0-35) is connected to a target value transmitter for presetting a luminance target value of the light source (30-35), and for controlling the light source luminance in relation to the target value of the target value transmitter. A control device for a light source having means for generating a control signal, characterized in that there is provided means for matching the control signal to light sources of different types. 2. The means for generating a control signal and / or the means for matching the control signal to different types of light sources represent the relationship with the target value by a first control signal-target value characteristic line (1). Means for generating a first control signal value that can be represented by a second control signal-target value characteristic line (2) or another control signal-target value characteristic line. Means for generating a second control signal value and optionally other control signal values, a first control signal value (1)
Or means (e, f, 40) for selecting the second control signal value (2) or another control signal value as required, and selectively controlling the first control signal value for controlling the brightness of the light source. 2. The device according to claim 1, wherein the control signal value (1) or the second control signal value (2) or other control signal values are used as required. 3. Apparatus according to claim 1, wherein the means for matching the control signal to the different types of light sources comprises a programmable microprocessor. 4. Apparatus according to claim 1, wherein the means for matching the control signal to different types of light sources is formed as a programmable logic circuit. 5. Apparatus according to claim 1, wherein the means for matching the control signal to the different types of light sources is formed as an analog circuit which is driven under program control. 6. The device (10, 11) is capable of outputting a control signal and is connected to at least one ballast (20-23) or to a plurality of ballasts (20-23). 2. The device according to claim 1, comprising g, h). 7. The device according to claim 1, wherein the device is a component of a ballast for illuminating a light source. 8. The means (e, f, 40) for selecting the first control signal value (1) or the second control signal value (2) or other control signal values as required. Claim 1 characterized in that it is embodied as switch means for enabling switching between one control signal value (1) and a second control signal value (2) and, if necessary, another control signal value. Item 3. The apparatus according to Item 2. 9. A means (e, f, 40) for selecting the first control signal value (1) or the second control signal value (2) or another control signal value as required. At least one independent control signal output terminal is formed as the control signal output terminal and is assigned to the first control signal value, the second control signal value (2) and, if necessary, other control signal values. 3. The device according to claim 2, wherein: 10. A first control signal-target value characteristic line (1).

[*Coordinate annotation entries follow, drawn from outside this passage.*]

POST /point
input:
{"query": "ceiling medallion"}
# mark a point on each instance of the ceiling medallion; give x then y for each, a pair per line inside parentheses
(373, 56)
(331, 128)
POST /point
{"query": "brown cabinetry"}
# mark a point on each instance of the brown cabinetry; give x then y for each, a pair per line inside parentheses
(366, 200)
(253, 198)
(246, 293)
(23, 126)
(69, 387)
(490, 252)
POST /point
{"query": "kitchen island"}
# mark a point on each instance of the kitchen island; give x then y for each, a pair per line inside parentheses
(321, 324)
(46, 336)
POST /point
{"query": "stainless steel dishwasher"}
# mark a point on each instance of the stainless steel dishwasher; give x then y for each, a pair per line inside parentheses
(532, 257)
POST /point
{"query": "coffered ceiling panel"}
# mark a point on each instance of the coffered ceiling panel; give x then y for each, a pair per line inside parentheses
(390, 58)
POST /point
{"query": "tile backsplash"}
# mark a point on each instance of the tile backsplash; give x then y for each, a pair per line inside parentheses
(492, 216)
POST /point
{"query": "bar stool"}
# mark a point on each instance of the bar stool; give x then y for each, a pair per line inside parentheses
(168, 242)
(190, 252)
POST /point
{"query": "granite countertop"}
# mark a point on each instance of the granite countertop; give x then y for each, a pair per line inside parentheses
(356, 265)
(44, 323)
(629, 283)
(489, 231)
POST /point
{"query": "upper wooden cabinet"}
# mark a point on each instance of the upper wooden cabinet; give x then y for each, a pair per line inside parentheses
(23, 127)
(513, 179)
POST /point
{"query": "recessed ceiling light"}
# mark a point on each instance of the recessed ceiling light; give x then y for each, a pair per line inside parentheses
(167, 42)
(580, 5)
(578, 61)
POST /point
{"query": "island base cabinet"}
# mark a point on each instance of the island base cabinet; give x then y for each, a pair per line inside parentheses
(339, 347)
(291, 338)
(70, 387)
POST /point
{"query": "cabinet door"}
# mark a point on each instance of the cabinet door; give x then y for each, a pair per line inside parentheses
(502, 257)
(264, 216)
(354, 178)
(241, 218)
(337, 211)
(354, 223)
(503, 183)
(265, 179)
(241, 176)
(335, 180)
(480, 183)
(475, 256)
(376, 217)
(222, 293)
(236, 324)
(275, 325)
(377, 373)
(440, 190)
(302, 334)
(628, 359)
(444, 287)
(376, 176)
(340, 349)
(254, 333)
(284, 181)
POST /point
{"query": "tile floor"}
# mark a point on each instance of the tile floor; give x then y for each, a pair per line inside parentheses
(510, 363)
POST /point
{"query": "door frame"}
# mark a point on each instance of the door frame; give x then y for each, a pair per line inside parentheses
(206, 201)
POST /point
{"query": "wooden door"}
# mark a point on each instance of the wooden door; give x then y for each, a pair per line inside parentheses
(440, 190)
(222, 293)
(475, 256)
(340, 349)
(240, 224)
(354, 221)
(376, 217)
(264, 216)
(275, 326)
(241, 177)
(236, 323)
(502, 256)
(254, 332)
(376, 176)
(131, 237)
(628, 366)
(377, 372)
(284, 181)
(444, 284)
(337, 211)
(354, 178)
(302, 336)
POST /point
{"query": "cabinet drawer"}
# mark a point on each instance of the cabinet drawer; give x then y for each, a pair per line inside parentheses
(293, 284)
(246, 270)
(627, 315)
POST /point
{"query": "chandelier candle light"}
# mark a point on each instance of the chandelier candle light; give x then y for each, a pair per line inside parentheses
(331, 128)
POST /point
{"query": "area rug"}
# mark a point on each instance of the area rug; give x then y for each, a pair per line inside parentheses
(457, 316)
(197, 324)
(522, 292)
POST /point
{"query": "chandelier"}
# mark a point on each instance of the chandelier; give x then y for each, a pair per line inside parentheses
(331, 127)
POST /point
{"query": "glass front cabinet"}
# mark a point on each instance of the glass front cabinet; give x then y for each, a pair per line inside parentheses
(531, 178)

3. The apparatus according to claim 2, wherein the second control signal has a substantially linear course and the second control signal-desired characteristic curve has a non-linear course. 11. A means for selecting a first control signal value or a second control signal value or other control signal values as required switches between different control signal-target value characteristic lines. 3. The device as claimed in claim 2, wherein the device is configured to receive and evaluate a control command to be activated.